Après avoir rejoint la Guesthouse, nous enfourchons les vélos mis à notre disposition afin d’aller faire le tour du lac de Tissa. Greg se retrouve avec un vélo de lilliputien et moi je tente tant bien que mal de rouler avec une pédale en moins… Une chose est sûre on ne risque pas de faire la Grande Boucle avec ! Néanmoins la ballade est sympa. Nous faisons le tour du lac (Tissa Wewa), un réservoir artificiel construit au IIIème siècle av. J.-C. En fin de journée, le spectacle est agréable puisque la faune environnante commence à sortir pour aller boire et se rafraichir.

Par chance, nous verrons plusieurs animaux :

  • Des buffles d’eau sauvages en plein bain
  • Un crocodile se reposant sur une bute. Pour l’anecdote, c’est un petit Sri Lankais qui nous l’a gentiment montré en passant, puis… qui nous a demandé (aussi gentiment) de l’argent pour le service rendu… WTF ?!

  • Des arbres recouverts de chauves-souris, c’est assez impressionnant !
  • Un énorme varan
  • Des tas d’oiseaux : un héron pourpré (Ardea purpurea), une perruche à collier (Psittacula krameri) et un guêpier à queue d’azur (Merops philippinus)
  • Des libellules et des papillons

Un kottu roti… sans épices… ou presque !

Le soir, on décide de braver tous les interdits en allant chercher à manger dans le centre-ville, même si je n’en peux plus des rotis épicés qui te procurent de douloureuses brûlures d’estomac.

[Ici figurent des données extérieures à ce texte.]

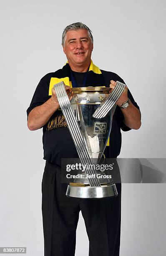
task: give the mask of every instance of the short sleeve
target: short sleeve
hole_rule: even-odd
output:
[[[44,77],[40,81],[32,98],[30,105],[27,110],[27,117],[34,108],[40,106],[51,96],[48,96],[49,85],[47,78]]]
[[[123,79],[122,79],[122,78],[121,78],[120,77],[119,77],[119,76],[118,76],[118,81],[122,83],[123,83],[123,84],[126,84],[126,83],[125,83],[124,81],[123,80]],[[128,88],[128,98],[130,100],[131,102],[134,105],[134,106],[135,106],[135,107],[137,108],[138,108],[140,110],[140,109],[139,109],[139,107],[137,103],[135,102]],[[119,109],[119,114],[121,116],[121,120],[122,120],[122,121],[121,122],[121,129],[123,131],[130,131],[131,130],[131,128],[127,126],[127,125],[126,125],[126,124],[124,123],[123,122],[124,116],[122,112],[121,112],[121,109],[119,107],[118,107],[118,106],[117,106],[117,108],[118,108]]]

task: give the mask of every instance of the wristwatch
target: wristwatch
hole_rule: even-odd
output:
[[[128,108],[128,106],[129,105],[130,102],[130,99],[128,98],[128,100],[127,100],[123,102],[122,105],[121,106],[120,108],[123,108],[123,109],[127,108]]]

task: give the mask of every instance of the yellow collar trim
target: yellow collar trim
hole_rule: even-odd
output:
[[[68,63],[68,61],[66,62],[64,66],[65,66],[67,63]],[[91,60],[91,61],[90,67],[89,67],[88,71],[93,71],[96,74],[101,74],[101,72],[100,69],[97,67],[97,66],[96,66],[94,64],[93,64],[92,60]]]

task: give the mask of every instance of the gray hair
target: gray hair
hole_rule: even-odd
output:
[[[81,22],[76,22],[71,24],[64,29],[62,34],[62,44],[63,46],[65,46],[65,41],[66,39],[66,33],[68,31],[70,30],[78,30],[78,29],[86,29],[87,31],[89,37],[91,38],[92,44],[93,42],[93,38],[91,34],[92,31],[90,30],[89,28],[87,27],[85,24],[83,24]]]

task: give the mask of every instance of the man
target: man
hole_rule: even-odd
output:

On s’installe dans une petite bicoque locale et je demande un rôti SANS épices SANS chili, RIEN ! J’explique même au serveur que je n’en peux plus de manger si épicé et que c’est beaucoup trop pour une européenne comme moi. “Oui, oui” qu’il me fait de la tête ! Et là, ne m’accusez pas, j’ai demandé confirmation ! Quelques minutes plus tard, arrive dans mon assiette un roti avec plein de petits points rouges. Ces fameux petits points rouges seront ta hantise pendant tout ton voyage… Car ces petits points rouges sont du piment ! Le serveur me confirme : “Non, non, ce n’est pas épicé, il y a juste un peu de piment !”. Apportez-moi une corde… Vite, je vous en supplie !

Une escale à Tangalle

Le lendemain, nous reprenons la route en direction de Tangalle, notre première étape sur la côte Sud ! Alors forcément, on se dit : “Enfin des plages ! Elles nous manquaient tant depuis la Nouvelle-Calédonie !”. Comme d’habitude, on arrive à l’arrache dans la ville, et on se dirige à pied vers le coin des Guesthouses en bord de plage… En chemin, on fait la connaissance d’un Français… Il nous dit que cela fait 7 ans qu’il vient au Sri Lanka, toujours au même endroit, dans la même Guesthouse, qui est bien et vraiment pas chère… Bref, on se dit “Wouahou, elle doit être super cette Guesthouse pour y revenir 7 fois de suite !”… Bon OK, on se dit plutôt : “Wouahou, mais faut être barge pour revenir 7 fois au même endroit !”.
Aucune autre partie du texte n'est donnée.